Overview
PASI1028/Llama-3.2-3B-Instruct is a 3.21 billion parameter instruction-tuned model from Meta's Llama 3.2 family, designed for multilingual text-in/text-out generation. It utilizes an optimized transformer architecture with Grouped-Query Attention (GQA) and has a context length of 32,768 tokens. The model was trained on up to 9 trillion tokens of publicly available data, incorporating knowledge distillation from larger Llama 3.1 models and aligned using Supervised Fine-Tuning (SFT), Rejection Sampling (RS), and Direct Preference Optimization (DPO).
Key Capabilities
- Multilingual Dialogue: Optimized for assistant-like chat and agentic applications in multiple languages, including English, German, French, Italian, Portuguese, Hindi, Spanish, and Thai.
- Agentic Tasks: Strong performance in knowledge retrieval and summarization.

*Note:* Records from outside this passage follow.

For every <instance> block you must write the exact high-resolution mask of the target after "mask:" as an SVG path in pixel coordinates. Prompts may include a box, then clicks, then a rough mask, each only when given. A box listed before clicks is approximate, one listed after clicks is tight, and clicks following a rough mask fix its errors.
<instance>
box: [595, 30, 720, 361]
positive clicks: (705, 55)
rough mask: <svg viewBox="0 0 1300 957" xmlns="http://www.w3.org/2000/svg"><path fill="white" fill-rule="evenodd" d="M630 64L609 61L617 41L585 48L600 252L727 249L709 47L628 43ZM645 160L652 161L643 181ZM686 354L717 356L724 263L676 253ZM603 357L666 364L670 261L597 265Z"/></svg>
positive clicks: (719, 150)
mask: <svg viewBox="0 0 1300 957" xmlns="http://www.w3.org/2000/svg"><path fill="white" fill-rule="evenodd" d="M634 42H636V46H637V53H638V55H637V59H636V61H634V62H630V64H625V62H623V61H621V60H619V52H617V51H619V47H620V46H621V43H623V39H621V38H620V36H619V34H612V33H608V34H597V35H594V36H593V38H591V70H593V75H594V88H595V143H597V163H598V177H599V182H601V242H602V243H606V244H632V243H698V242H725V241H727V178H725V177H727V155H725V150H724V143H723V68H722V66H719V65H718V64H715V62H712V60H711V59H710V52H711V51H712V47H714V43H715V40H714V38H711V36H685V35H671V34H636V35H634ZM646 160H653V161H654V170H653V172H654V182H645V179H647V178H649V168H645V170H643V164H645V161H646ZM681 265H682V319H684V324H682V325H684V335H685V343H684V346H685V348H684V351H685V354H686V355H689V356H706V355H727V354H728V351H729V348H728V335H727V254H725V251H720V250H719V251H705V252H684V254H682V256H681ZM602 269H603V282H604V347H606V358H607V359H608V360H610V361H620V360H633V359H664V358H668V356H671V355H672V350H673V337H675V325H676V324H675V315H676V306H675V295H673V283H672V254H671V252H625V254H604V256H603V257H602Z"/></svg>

- Quantization Support: Features various quantization schemes (SpinQuant, QLoRA) for efficient deployment in constrained environments, such as mobile devices, significantly reducing model size and improving inference speed.

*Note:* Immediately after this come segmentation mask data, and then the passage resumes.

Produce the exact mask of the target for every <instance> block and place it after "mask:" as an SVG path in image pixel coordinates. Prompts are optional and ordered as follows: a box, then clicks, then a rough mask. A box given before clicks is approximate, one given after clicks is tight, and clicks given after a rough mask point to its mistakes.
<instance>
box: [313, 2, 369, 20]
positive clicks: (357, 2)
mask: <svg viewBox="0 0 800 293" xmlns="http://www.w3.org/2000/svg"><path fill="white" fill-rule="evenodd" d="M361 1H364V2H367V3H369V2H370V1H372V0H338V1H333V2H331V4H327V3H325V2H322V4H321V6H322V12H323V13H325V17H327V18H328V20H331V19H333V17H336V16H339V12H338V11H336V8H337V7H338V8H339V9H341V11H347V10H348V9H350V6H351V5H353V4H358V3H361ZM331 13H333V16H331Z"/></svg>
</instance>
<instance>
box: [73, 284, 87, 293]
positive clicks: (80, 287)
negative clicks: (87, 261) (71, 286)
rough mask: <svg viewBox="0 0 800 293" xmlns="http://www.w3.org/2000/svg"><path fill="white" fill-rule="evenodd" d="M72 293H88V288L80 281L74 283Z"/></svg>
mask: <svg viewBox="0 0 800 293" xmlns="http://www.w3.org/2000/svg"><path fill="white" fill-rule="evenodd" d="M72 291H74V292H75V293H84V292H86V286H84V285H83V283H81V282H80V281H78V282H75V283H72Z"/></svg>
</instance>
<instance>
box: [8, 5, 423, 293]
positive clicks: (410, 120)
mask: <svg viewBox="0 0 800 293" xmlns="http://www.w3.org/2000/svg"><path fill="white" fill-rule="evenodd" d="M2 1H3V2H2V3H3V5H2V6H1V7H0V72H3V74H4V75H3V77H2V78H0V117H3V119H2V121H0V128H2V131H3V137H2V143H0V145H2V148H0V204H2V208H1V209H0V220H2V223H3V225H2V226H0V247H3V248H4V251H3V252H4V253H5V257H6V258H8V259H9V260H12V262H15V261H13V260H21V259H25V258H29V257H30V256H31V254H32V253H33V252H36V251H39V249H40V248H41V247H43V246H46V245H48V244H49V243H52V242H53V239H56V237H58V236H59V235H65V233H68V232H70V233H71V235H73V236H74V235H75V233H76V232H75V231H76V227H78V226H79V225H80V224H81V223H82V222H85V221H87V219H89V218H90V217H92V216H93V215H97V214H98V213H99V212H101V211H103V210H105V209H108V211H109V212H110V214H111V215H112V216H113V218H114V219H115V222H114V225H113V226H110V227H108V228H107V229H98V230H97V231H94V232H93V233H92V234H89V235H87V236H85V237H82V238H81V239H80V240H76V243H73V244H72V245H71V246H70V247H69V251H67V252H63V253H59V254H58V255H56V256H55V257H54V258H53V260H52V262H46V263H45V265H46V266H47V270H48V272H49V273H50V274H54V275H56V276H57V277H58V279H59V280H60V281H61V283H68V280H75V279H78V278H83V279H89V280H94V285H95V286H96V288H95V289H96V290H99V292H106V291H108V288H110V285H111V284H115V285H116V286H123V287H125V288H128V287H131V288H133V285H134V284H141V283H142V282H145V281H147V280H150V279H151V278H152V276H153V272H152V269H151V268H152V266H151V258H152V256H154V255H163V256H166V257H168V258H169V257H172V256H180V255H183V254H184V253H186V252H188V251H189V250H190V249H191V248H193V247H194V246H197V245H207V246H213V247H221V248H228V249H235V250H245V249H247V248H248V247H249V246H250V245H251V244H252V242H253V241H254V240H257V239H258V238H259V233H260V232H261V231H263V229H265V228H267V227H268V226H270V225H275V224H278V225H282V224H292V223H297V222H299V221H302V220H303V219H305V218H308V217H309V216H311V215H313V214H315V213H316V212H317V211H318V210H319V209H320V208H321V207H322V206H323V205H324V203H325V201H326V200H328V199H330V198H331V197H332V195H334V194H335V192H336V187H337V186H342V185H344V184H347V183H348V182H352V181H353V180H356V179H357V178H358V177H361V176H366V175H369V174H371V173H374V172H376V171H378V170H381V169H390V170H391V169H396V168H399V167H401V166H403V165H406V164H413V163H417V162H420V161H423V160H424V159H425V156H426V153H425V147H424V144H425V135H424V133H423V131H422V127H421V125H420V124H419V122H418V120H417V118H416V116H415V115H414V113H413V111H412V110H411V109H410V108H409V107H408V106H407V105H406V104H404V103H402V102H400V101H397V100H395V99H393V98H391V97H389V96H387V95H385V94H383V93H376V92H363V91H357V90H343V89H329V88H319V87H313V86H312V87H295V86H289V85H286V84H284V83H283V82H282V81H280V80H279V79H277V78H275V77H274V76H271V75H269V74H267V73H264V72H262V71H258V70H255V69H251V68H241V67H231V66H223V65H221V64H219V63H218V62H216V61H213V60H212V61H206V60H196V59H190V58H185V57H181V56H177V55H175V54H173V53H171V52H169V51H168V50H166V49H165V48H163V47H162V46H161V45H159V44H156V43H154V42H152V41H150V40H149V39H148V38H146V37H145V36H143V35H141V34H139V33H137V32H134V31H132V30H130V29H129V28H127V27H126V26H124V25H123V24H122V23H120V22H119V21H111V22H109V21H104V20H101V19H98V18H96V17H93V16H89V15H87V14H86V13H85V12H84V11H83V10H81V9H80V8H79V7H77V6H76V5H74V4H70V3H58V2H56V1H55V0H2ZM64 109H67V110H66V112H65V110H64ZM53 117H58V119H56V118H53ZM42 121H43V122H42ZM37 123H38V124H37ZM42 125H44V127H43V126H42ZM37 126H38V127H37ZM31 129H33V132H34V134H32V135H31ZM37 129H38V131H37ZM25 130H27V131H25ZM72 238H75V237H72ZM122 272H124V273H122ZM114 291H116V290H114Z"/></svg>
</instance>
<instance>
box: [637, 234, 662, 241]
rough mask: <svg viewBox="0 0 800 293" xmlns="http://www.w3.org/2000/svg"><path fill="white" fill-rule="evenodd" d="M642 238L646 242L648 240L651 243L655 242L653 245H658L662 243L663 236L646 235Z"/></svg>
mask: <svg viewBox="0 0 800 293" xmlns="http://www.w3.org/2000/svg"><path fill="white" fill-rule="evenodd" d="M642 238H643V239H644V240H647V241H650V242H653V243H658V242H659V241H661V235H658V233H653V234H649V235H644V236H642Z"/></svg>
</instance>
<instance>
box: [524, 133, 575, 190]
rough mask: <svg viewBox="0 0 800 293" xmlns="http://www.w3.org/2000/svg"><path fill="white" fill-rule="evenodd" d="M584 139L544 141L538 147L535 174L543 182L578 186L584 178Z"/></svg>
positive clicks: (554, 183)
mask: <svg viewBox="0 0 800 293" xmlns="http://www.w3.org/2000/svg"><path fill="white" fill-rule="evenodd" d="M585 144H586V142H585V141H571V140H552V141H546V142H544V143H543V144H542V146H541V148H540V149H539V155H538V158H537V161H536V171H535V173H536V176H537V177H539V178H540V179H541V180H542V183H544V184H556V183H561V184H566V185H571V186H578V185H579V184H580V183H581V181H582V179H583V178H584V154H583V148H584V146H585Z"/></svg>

- Robust Safety: Developed with a comprehensive safety strategy, including extensive fine-tuning, adversarial evaluations, and red teaming to mitigate critical risks like CBRNE, child safety, and cyber attacks.
Intended Use Cases
This model is suitable for commercial and research applications requiring efficient, multilingual conversational AI. It is particularly well-suited for:
- Assistant-like chat applications.
- Agentic systems for knowledge retrieval and summarization.
- Mobile AI-powered writing assistants.
- Query and prompt rewriting.
- On-device use cases with limited compute resources, especially with its quantized versions.